Seismicity potential of geothermal operations in the North Sea Supergroup in the Roer Valley Graben
For the extended summary (Dutch) see: Samenvatting Ondiepe geothermie in de Roerdalslenk
The report describes an exploratory study regarding the geothermal potential of shallowly buried (<1500 m) sedimentary formations of Cenozoic age in the Netherlands, particularly in the Roer Valley Graben (RVG). These formations, part of the North Sea Supergroup, are seen as promising for geothermal heat production due to their thick and deeply buried sequences. However, the RVG is considered a high-risk area for geothermal exploitation due to natural seismicity. Prior geothermal projects targeting deeper Dinantian carbonates have been linked to seismic events up to ML 1.7, but the shallower Cenozoic sediments are expected to have a lower potential for induced seismicity due to inelastic deformation.
Energie Beheer Nederland B.V. (EBN) commissioned TNO to investigate a first order reactivation and seismogenic potential of faults in these sediments. The study included:
- A literature review and analysis of the KNMI seismicity catalog to assess evidence of natural seismicity in the North Sea Groups.
- An inventory of reservoir, rock, and fault properties, in-situ stresses, and pressures to generate input for geomechanical modeling and identify data gaps.
- A model study of fault reactivation using the SRIMA tool, assuming linear elasticity.
- Exploratory models including elasto-plastic reservoir behavior using a Finite Element model.

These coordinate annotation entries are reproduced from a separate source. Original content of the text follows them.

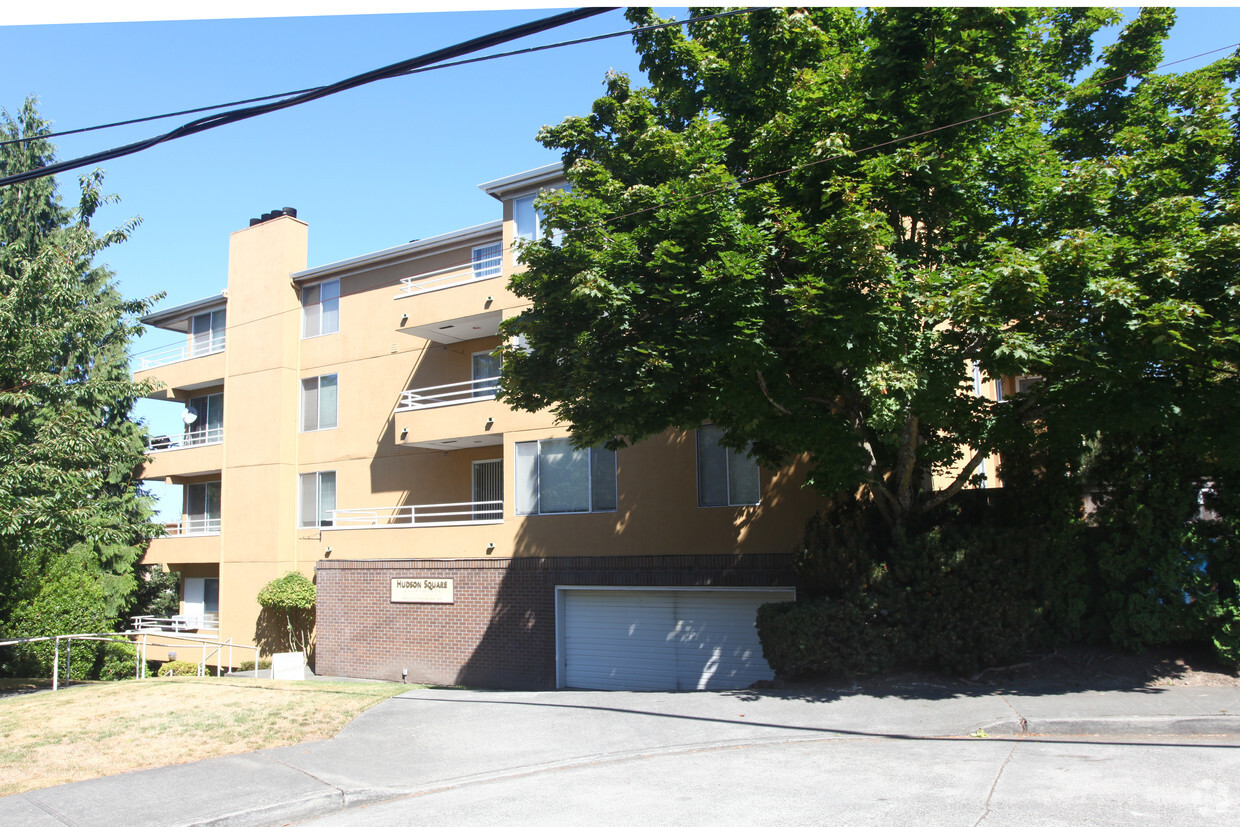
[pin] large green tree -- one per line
(816, 223)
(68, 446)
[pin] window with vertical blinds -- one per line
(553, 477)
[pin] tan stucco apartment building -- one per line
(341, 422)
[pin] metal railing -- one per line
(440, 513)
(181, 352)
(451, 277)
(190, 439)
(192, 527)
(455, 393)
(207, 623)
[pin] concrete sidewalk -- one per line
(443, 739)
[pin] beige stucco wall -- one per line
(375, 358)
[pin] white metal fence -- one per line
(450, 277)
(440, 513)
(191, 439)
(455, 393)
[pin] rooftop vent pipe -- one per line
(275, 213)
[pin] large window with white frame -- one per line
(553, 477)
(726, 476)
(319, 402)
(316, 499)
(207, 332)
(320, 309)
(486, 260)
(201, 508)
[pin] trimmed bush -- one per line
(826, 636)
(177, 668)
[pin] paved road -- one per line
(458, 756)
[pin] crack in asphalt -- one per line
(990, 794)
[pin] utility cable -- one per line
(393, 70)
(428, 68)
(510, 249)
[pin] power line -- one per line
(871, 148)
(394, 70)
(428, 68)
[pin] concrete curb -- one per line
(1147, 725)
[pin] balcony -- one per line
(192, 439)
(181, 352)
(448, 394)
(455, 304)
(192, 527)
(443, 513)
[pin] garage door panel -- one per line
(664, 639)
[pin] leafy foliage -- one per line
(71, 508)
(294, 597)
(816, 222)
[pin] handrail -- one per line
(440, 513)
(192, 527)
(189, 439)
(181, 352)
(451, 277)
(454, 393)
(203, 623)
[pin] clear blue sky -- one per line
(367, 169)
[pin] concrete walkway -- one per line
(442, 740)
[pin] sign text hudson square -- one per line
(422, 589)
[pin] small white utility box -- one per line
(289, 666)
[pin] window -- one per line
(486, 260)
(318, 499)
(485, 375)
(528, 221)
(201, 600)
(202, 508)
(554, 477)
(726, 476)
(203, 419)
(320, 309)
(207, 334)
(319, 402)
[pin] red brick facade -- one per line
(500, 630)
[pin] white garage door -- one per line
(623, 639)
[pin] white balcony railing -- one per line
(206, 623)
(192, 439)
(451, 277)
(180, 353)
(448, 394)
(192, 527)
(440, 513)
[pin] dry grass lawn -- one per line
(50, 738)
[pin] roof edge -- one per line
(392, 254)
(527, 180)
(163, 318)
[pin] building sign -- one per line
(422, 590)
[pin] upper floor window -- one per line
(320, 309)
(207, 332)
(316, 499)
(319, 402)
(202, 507)
(486, 260)
(528, 221)
(726, 476)
(554, 477)
(203, 419)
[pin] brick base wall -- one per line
(500, 630)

The study found that fault reactivation does not necessarily lead to seismic slip. For faults to become seismogenic, reactivation and specific fault friction behavior are required. The literature review indicated limited evidence of shallow seismic activity in the North Sea Supergroup, with most seismicity confined to deeper formations. Data inventory revealed a lack of reliable data for the North Sea Group layers due to limited and poor-quality data collection. Therefore, to understand the impact of expected geological variations, four generic but realistic case study locations were selected for simulations, aiming to represent different thicknesses, fault patterns and depth location of the sediments in the RVG system.
SRIMA calculations showed a substantial probability (40-80%) of fault reactivation near the injection well, decreasing with distance from the well. Including elasto-plastic behavior and more realistic reservoir behavior reduced the probability of reactivation. The study recommends further investigation of the seismogenic potential through follow-up modeling, laboratory studies, and local monitoring. It also suggests improvements to SRIMA or alternative methods to better represent material behavior and stress build-up in the poorly consolidated reservoirs.